Het hof is gelet op het voorgaande van oordeel dat [minderjarige] ernstig in haar ontwikkeling wordt bedreigd en dat de moeder niet in staat is om de verantwoordelijkheid voor de verzorging en opvoeding van [minderjarige] binnen een voor [minderjarige] aanvaardbaar te achten termijn te dragen. Deze aanvaardbare termijn is ruimschoots verstreken aangezien [minderjarige] nu al vijf jaar verzorgd wordt door de pleegmoeder. Bij de pleegmoeder ontvangt [minderjarige] passende aandacht, ondersteuning en begeleiding waardoor zij betrekkelijk meer rust ervaart. Hierdoor is het voor [minderjarige] mogelijk om tot (hechtings)herstel te komen. Onderhavige rechtszaak zorgt echter voor ontregeling bij [minderjarige] . De stijgende lijn die zij die afgelopen tijd liet zien is gestagneerd. Zo lukt het haar niet om meerdere dagen per week naar school te gaan en heeft zij weer meer last van boze buien. Voor het hof staat vast dat de moeder van [minderjarige] houdt en dat zij het liefst zelf voor haar wil zorgen. Het is in het belang van [minderjarige] echter noodzakelijk dat zij rust ervaart en zij zich niet bezig hoeft te houden met de vraag wie het gezag over haar heeft en met de daarmee samenhangende onzekerheden. Dit belang van [minderjarige] is zwaarwegend.
Het hof is van oordeel dat aan de gronden voor een beëindiging van het gezag van de moeder is voldaan en dat deze maatregel ook passend is vanwege het opgroeiperspectief van [minderjarige] . Het beroep van de moeder op artikel 8 EVRM brengt hier geen verandering in. Het hof onderkent dat de moeder op grond van dit artikel belang heeft bij behoud van het gezag, maar er is hier een gerechtvaardigde reden voor de inbreuk op het familie- en gezinsleven. Het is namelijk noodzakelijk voor de opvoeding en verzorging van [minderjarige] en voor het beschermen van haar geestelijke en lichamelijke ontwikkeling.
Het hof zal de beslissing van de rechtbank op dit punt bekrachtigen.
5.8
Uit het voorgaande volgt dat het primaire verzoek in hoger beroep van de moeder wordt afgewezen. De moeder verzoekt subsidiair een deskundige te benoemen op de voet van artikel 810a lid 2 Rv.
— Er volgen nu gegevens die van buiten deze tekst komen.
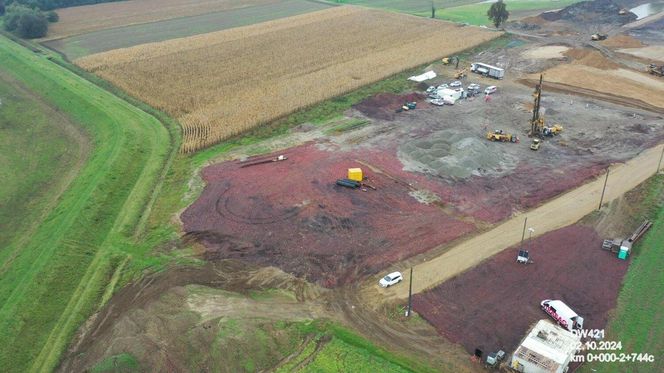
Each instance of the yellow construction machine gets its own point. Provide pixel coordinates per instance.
(656, 70)
(552, 131)
(460, 74)
(499, 135)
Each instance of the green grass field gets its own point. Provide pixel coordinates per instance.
(638, 321)
(337, 349)
(122, 37)
(475, 14)
(41, 150)
(465, 11)
(53, 280)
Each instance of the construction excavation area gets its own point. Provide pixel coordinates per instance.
(436, 179)
(498, 176)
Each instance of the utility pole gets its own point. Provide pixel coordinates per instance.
(530, 236)
(523, 234)
(601, 199)
(410, 293)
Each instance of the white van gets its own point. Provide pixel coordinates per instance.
(391, 279)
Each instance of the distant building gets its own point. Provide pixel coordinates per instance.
(547, 348)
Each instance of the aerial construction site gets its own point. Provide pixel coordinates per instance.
(356, 186)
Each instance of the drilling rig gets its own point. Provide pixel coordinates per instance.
(537, 123)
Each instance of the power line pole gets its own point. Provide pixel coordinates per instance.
(601, 199)
(523, 234)
(410, 293)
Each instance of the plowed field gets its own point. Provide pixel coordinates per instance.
(220, 84)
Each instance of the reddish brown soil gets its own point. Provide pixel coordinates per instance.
(291, 215)
(493, 305)
(384, 105)
(495, 199)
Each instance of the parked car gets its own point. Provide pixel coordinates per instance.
(391, 279)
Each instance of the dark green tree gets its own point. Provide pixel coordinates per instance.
(52, 16)
(32, 25)
(498, 13)
(25, 22)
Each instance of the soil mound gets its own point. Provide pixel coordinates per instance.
(591, 11)
(384, 105)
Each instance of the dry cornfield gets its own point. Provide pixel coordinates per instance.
(84, 19)
(220, 84)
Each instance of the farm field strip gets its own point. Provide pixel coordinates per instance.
(220, 84)
(85, 232)
(88, 18)
(638, 319)
(128, 36)
(468, 11)
(560, 212)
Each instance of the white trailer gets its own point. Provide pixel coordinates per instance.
(563, 315)
(451, 95)
(487, 70)
(547, 348)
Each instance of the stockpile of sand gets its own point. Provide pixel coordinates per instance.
(455, 155)
(652, 52)
(591, 11)
(546, 52)
(590, 58)
(622, 41)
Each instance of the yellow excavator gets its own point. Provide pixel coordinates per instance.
(499, 135)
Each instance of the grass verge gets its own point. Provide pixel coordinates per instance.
(638, 321)
(54, 281)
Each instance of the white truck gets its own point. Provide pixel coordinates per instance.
(487, 70)
(563, 315)
(451, 96)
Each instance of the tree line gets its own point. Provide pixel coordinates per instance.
(29, 19)
(53, 4)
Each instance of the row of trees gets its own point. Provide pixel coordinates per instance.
(26, 20)
(53, 4)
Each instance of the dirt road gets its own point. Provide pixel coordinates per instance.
(560, 212)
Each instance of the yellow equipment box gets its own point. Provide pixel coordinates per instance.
(355, 174)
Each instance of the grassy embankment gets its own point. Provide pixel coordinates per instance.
(54, 279)
(638, 321)
(475, 14)
(472, 12)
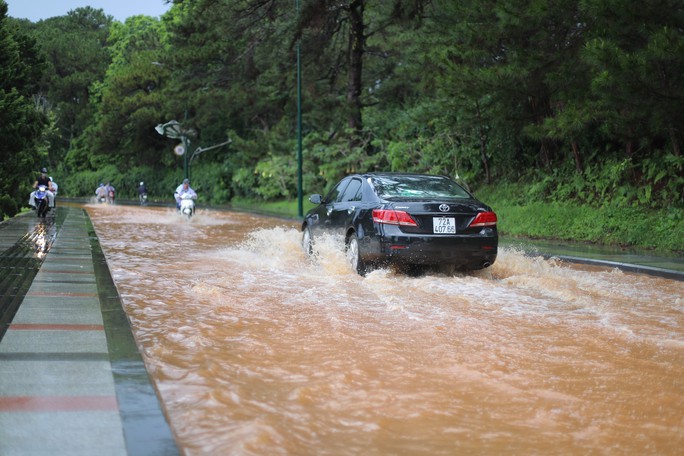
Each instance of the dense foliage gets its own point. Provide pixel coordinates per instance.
(581, 100)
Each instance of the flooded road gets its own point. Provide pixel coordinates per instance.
(256, 350)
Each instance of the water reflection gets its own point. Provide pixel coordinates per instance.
(257, 350)
(42, 236)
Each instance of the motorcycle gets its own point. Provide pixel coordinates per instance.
(187, 206)
(41, 201)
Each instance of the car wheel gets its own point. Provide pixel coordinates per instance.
(307, 241)
(354, 256)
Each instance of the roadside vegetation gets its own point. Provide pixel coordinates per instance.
(565, 116)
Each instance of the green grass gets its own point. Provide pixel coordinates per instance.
(624, 226)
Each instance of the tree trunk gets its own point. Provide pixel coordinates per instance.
(356, 50)
(483, 144)
(578, 158)
(676, 150)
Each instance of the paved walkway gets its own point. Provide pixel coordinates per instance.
(71, 378)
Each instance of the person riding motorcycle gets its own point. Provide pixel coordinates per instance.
(101, 193)
(43, 180)
(184, 189)
(111, 193)
(142, 192)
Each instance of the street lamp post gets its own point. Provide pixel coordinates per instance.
(173, 129)
(300, 205)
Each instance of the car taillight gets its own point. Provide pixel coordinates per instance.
(391, 217)
(483, 219)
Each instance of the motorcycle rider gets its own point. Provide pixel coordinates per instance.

Volgens dat artikel benoemt de rechter in zaken betreffende gezagsbeëindiging op verzoek van een ouder en na overleg met die ouder een deskundige, mits dat mede tot de beslissing van de zaak kan leiden en het belang van het kind zich daartegen niet verzet.
Blijkens de voorgestelde vraagstelling zou dit onderzoek zich primair moeten richten op de vraag of de moeder over voldoende pedagogische vaardigheden beschikt om te kunnen toewerken naar een thuisplaatsing van [minderjarige] , dan wel of de moeder in staat is die vaardigheden te ontwikkelen. Het voorgestelde onderzoek is dus vooral gericht op mogelijke thuisplaatsing van [minderjarige] . Ter zitting in hoger beroep is echter gebleken dat alle betrokkenen, inclusief de moeder, het erover eens zijn dat het perspectief van [minderjarige] bij de pleegmoeder ligt. Het onderzoek kan daarmee niet tot een andere uitkomst leiden. Ook is het hof van oordeel dat het belang van [minderjarige] zich verzet tegen het gelasten van een deskundigenonderzoek. Zoals in 5.7 overwogen is het van belang voor [minderjarige] dat zij duidelijkheid heeft over haar opgroeiperspectief. Nader onderzoek, dat tot vertraging van de zaak zal leiden, staat hiermee op gespannen voet. Ook geven zowel de raad, de GI als de pleegmoeder aan dat [minderjarige] een kwetsbaar meisje is. Het is daarom naar het oordeel van het hof niet in haar belang om nogmaals belast te worden met een onderzoek als door de moeder verzocht. Het subsidiaire verzoek van de moeder zal daarom eveneens worden afgewezen.
5.9
Al het voorgaande leidt tot de volgende beslissing.

6.De beslissing

Het hof:
bekrachtigt de beschikking waarvan beroep, voor zover aan het oordeel van het hof onderworpen;
wijst af het in hoger beroep meer of anders verzochte;
gelast de griffier krachtens het bepaalde in artikel 2, sub i, van het Besluit gezagsregisters een afschrift van deze beschikking toe te zenden aan de griffier van de rechtbank Noord-Holland, team familie-en jeugdrecht (locatie Alkmaar), ter attentie van het openbaar register.
Deze beschikking is gegeven door mrs. J.M.C. Louwinger-Rijk, A.N. van de Beek en P.J.W.M. Sliepenbeek, in tegenwoordigheid van mr. F. de Jongh als griffier en is op 8 augustus 2023 in het openbaar uitgesproken door de oudste raadsheer.